Minimum Foundation Program. The State Board of Elementary and Secondary Education, or its successor, shall annually develop and adopt a formula which shall be used to determine the cost of a minimum foundation program of education in all public elementary and secondary schools as well as to equitably allocate the funds to parish and city school systems. Such formula shall provide for a contribution by every city and parish school system. Prior to approval of the formula by the legislature, the legislature may return the formula adopted by the board to the board and may recommend to the board an amended formula for consideration by the board and submission to the legislature for approval.
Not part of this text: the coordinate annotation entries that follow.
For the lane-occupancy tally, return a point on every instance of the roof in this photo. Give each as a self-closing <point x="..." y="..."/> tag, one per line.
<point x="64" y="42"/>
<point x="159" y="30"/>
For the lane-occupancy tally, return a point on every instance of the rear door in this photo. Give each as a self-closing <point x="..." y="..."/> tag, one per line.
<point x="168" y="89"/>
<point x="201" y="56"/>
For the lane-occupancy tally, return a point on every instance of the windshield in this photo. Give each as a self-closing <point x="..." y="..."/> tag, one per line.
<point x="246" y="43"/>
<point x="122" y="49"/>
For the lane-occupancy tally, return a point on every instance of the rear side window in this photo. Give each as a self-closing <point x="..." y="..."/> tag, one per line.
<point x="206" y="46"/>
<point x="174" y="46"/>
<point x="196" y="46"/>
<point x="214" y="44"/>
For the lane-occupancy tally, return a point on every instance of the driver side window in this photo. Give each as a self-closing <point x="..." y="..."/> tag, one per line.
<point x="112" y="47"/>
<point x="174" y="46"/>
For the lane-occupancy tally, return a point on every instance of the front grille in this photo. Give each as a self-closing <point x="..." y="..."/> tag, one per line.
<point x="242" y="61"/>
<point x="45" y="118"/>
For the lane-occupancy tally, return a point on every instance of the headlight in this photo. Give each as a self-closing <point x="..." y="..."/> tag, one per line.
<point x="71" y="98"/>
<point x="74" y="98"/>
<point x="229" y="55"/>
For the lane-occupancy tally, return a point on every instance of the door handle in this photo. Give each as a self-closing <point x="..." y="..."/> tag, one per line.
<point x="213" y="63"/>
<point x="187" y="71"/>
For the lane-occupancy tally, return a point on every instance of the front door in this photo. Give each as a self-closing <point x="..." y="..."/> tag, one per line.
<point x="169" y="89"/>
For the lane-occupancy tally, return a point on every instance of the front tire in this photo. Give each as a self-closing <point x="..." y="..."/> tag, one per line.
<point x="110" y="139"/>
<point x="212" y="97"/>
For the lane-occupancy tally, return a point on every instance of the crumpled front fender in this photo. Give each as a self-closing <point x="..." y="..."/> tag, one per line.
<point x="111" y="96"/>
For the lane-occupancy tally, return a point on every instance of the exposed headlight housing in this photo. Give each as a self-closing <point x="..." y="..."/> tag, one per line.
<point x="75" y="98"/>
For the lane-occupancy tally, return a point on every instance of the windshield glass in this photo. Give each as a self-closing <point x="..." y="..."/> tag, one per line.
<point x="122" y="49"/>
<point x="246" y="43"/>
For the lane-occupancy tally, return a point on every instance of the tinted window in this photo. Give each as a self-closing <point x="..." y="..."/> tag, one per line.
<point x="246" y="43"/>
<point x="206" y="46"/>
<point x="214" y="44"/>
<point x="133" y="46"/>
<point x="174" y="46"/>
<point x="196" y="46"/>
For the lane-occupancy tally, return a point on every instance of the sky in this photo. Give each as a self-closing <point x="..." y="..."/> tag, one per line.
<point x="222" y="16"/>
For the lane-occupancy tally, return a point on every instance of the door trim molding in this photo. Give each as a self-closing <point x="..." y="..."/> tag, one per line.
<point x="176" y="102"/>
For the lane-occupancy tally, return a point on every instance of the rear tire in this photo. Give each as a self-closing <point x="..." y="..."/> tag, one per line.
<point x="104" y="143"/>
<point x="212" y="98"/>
The legislature shall annually appropriate funds sufficient to fully fund the current cost to the state of such a program as determined by applying the approved formula in order to insure a minimum foundation of education in all public elementary and secondary schools. Neither the governor nor the legislature may reduce such appropriation, except that the governor may reduce such appropriation using means provided in the act containing the appropriation provided that any such reduction is consented to in writing by two-thirds of the elected members of each house of the legislature. The funds appropriated shall be equitably allocated to parish and city school systems according to the formula as adopted by the State Board of Elementary and Secondary Education, or its successor, and approved by the legislature prior to making the appropriation. Whenever the legislature fails to approve the formula most recently adopted by the board, or its successor, the last formula adopted by the board, or its successor, and approved by the legislature shall be used for the determination of the cost of the minimum foundation program and for the allocation of funds appropriated.

La. Const. art. VIII, § 13

Notably, the only way the Governor can legally reduce the MFP appropriation is through a two-thirds vote of the legislature, something that he’d be unlikely to accomplish. But if Jindal’s hand-selected and well-funded BESE members somehow, magically determine to conveniently reduce the MFP appropriation by the exact amount needed to finance the voucher program, it becomes a little murkier.

Actually, “murkier” is a polite word; if this is, in fact, Jindal’s and White’s contingency plan– working around a potential defeat in the Louisiana State Supreme Court by defunding the very program upon which they had relied– then it would be nothing more than open Corruption (with a capital C).

In the meantime, one can only hope Superintendent White will wise up; after all, it’s his moral obligation.